Medical Marijuana and Cannabidiol Research Expansion Act
- Long title: To expand research on cannabidiol and marijuana, and for other purposes.
- Enacted by: the 117th United States Congress
- Effective: December 2, 2022

Citations
- Public law: Pub. L. 117–215 (text) (PDF)
- Statutes at Large: 136 Stat. 2257

Legislative history
- Introduced in the House as H.R. 8454 by Earl Blumenauer (D–OR) on July 21, 2022; Passed the House on July 26, 2022 (325–95); Passed the Senate on November 16, 2022 (voice vote) ; Signed into law by President Joe Biden on December 2, 2022;

= Medical Marijuana and Cannabidiol Research Expansion Act =

2022 Act of the United States Congress

The Medical Marijuana and Cannabidiol Research Expansion Act is an Act of Congress allowing medical research on cannabis.
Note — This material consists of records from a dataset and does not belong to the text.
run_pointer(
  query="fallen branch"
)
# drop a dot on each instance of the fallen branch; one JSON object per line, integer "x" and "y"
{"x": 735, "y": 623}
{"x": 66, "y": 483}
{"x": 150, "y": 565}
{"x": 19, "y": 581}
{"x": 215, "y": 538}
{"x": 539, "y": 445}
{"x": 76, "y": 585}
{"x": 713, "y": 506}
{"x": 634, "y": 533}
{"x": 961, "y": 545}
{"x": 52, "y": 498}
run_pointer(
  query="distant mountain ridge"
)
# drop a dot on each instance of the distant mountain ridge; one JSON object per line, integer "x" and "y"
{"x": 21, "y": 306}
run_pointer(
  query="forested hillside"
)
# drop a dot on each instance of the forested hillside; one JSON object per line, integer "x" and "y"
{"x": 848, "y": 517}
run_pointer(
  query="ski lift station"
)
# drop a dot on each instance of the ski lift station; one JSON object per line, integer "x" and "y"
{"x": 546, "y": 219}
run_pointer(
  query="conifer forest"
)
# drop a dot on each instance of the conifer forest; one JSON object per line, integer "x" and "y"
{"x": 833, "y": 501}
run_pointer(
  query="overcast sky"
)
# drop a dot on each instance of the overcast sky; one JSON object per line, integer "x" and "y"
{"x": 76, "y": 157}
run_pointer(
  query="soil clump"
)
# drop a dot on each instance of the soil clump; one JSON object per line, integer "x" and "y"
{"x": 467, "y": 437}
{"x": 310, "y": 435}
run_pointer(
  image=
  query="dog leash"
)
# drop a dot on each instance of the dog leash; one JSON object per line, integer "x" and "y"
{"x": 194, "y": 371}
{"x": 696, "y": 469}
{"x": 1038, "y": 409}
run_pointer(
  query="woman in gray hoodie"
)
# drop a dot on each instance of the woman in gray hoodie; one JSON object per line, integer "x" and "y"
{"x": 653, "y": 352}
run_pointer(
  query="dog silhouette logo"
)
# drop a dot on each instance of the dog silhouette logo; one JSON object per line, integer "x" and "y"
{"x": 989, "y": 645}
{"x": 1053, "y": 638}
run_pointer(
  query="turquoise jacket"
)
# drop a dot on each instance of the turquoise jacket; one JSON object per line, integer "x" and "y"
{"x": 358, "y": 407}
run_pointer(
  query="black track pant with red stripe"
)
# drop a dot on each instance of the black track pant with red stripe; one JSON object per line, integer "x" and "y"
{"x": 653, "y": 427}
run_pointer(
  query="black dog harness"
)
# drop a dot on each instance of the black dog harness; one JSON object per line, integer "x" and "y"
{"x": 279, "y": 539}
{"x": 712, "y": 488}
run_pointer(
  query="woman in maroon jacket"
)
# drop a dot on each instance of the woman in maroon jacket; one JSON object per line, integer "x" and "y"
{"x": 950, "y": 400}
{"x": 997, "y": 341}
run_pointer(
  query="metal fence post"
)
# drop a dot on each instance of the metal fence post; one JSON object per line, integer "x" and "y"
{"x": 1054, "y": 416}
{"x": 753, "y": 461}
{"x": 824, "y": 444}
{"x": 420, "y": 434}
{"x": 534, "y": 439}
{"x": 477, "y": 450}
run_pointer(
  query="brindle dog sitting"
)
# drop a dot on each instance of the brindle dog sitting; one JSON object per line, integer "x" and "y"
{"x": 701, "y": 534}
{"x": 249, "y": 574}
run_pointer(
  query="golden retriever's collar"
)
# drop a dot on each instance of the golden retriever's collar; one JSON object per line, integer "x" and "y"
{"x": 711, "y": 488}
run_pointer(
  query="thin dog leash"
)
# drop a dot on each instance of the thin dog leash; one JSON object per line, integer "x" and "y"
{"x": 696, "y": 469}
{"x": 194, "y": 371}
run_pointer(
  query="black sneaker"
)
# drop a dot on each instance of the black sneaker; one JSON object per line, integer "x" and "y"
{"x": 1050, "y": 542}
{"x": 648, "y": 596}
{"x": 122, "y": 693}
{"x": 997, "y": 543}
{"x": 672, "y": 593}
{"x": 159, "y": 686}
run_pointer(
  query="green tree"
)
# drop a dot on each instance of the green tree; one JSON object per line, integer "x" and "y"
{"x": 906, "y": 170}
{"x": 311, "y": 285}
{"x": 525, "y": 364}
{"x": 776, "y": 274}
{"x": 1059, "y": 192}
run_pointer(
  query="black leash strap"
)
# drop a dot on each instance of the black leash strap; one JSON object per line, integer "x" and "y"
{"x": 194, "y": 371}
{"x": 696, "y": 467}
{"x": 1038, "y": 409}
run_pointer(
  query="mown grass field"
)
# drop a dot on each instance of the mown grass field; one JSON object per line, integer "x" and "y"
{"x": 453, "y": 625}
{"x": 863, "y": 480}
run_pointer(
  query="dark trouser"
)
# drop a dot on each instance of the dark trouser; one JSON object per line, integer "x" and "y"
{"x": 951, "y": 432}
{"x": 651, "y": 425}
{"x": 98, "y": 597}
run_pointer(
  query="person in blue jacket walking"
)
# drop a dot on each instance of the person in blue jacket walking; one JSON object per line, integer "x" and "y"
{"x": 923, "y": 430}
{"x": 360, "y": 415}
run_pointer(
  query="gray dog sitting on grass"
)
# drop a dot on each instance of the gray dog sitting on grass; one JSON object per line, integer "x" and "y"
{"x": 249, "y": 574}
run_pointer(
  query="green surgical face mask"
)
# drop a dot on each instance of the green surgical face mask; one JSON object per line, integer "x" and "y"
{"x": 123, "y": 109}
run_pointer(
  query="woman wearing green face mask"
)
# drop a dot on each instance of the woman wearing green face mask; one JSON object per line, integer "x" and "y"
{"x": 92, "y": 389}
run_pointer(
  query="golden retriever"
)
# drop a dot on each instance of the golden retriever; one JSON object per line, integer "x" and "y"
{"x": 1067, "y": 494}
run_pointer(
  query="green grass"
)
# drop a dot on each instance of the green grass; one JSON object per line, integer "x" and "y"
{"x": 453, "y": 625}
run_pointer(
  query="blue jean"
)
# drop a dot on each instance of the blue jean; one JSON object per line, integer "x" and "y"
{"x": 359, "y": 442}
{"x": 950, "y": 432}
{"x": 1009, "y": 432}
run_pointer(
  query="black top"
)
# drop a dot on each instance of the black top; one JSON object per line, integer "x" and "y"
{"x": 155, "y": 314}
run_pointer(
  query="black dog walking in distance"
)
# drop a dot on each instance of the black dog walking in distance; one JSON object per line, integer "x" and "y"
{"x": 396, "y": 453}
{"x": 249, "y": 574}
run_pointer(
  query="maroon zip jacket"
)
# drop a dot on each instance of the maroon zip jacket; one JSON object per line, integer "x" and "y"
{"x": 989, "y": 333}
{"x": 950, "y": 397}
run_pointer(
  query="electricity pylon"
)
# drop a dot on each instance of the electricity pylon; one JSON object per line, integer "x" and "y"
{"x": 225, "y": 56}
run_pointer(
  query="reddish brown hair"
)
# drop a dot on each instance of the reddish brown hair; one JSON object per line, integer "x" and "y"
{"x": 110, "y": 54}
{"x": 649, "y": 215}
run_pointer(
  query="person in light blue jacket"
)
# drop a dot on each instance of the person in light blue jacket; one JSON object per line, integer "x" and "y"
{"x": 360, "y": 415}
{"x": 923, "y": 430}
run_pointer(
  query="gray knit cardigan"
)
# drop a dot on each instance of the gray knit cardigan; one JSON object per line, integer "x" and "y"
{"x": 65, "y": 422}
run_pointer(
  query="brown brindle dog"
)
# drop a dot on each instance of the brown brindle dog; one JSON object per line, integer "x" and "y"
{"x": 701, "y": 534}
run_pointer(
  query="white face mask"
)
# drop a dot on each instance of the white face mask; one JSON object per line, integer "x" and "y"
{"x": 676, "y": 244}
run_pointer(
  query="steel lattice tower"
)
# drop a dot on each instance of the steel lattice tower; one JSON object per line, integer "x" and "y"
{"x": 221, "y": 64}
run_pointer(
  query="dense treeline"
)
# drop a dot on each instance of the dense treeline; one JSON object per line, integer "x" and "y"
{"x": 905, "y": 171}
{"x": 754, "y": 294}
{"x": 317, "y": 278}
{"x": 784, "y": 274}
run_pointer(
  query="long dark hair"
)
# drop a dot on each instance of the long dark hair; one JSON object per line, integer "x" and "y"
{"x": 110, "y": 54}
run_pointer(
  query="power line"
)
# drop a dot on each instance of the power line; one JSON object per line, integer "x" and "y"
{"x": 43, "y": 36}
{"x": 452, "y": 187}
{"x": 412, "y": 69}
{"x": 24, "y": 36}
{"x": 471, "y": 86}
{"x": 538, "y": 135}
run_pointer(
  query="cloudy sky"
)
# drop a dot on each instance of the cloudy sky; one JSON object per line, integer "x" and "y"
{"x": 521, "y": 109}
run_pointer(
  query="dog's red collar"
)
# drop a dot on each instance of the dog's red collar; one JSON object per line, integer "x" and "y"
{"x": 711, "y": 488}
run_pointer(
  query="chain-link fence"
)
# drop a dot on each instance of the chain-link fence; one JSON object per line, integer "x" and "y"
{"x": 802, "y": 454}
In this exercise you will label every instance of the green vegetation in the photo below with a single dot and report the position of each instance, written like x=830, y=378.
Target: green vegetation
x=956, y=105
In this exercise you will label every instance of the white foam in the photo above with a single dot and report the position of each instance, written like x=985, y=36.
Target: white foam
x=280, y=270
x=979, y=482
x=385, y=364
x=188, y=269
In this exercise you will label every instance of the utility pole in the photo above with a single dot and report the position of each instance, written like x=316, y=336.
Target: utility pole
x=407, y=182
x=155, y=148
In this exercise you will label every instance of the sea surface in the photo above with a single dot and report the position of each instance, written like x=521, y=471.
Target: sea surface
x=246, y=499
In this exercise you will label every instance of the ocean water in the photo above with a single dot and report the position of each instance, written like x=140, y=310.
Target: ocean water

The act is "the first standalone marijuana-related bill approved by both chambers of the United States Congress".

==History==
The bill was introduced in the Senate February 4, 2021, by Senators Dianne Feinstein (D) of California, Brian Schatz (D) of Hawaii, and Chuck Grassley (R) of Iowa as S.253; it was forwarded unanimously by the Senate Committee on the Judiciary and passed by Senate unanimously on March 24, 2022. A new bill with minor changes was introduced in House on July 21, 2022, by four Republicans and two Democrats; Rep. Earl Blumenauer of Oregon was the lead sponsor. It was passed by House under suspension of the rules 395-25 five days later. On November 16, 2022, the Senate passed the House bill by voice vote and sent it to the President to be signed into law. President Biden signed the bill into law on December 2, 2022.

==Provisions==
The act requires the Drug Enforcement Administration to register researchers and suppliers of cannabis for medical research in a timely manner, who will then be able to legally manufacture, distribute, dispense and possess the substance. It also creates a mechanism for FDA approval of drugs derived from the cannabis plant and "[p]rotects doctors who may now discuss the harms and benefits of using cannabis and cannabis derivatives." (Note: Title III states "It shall not be a violation of the Controlled Substances Act (21 U.S.C. 801 et seq.) for a State-licensed physician to discuss—(1) the currently known potential harms and benefits of marijuana derivatives, including cannabidiol, as a treatment with the legal guardian of the patient of the physician if the patient is a child; or (2) the currently known potential harms and benefits of marijuana and marijuana derivatives, including cannabidiol, as a treatment with the patient or the legal guardian of the patient of the physician if the patient is a legal adult.") It also requires the Department of Health and Human Services to investigate the medical utility of cannabis and barriers that exist to conducting research, and requires the Attorney General to conduct an annual review to ensure that cannabis is being adequately produced for research purposes.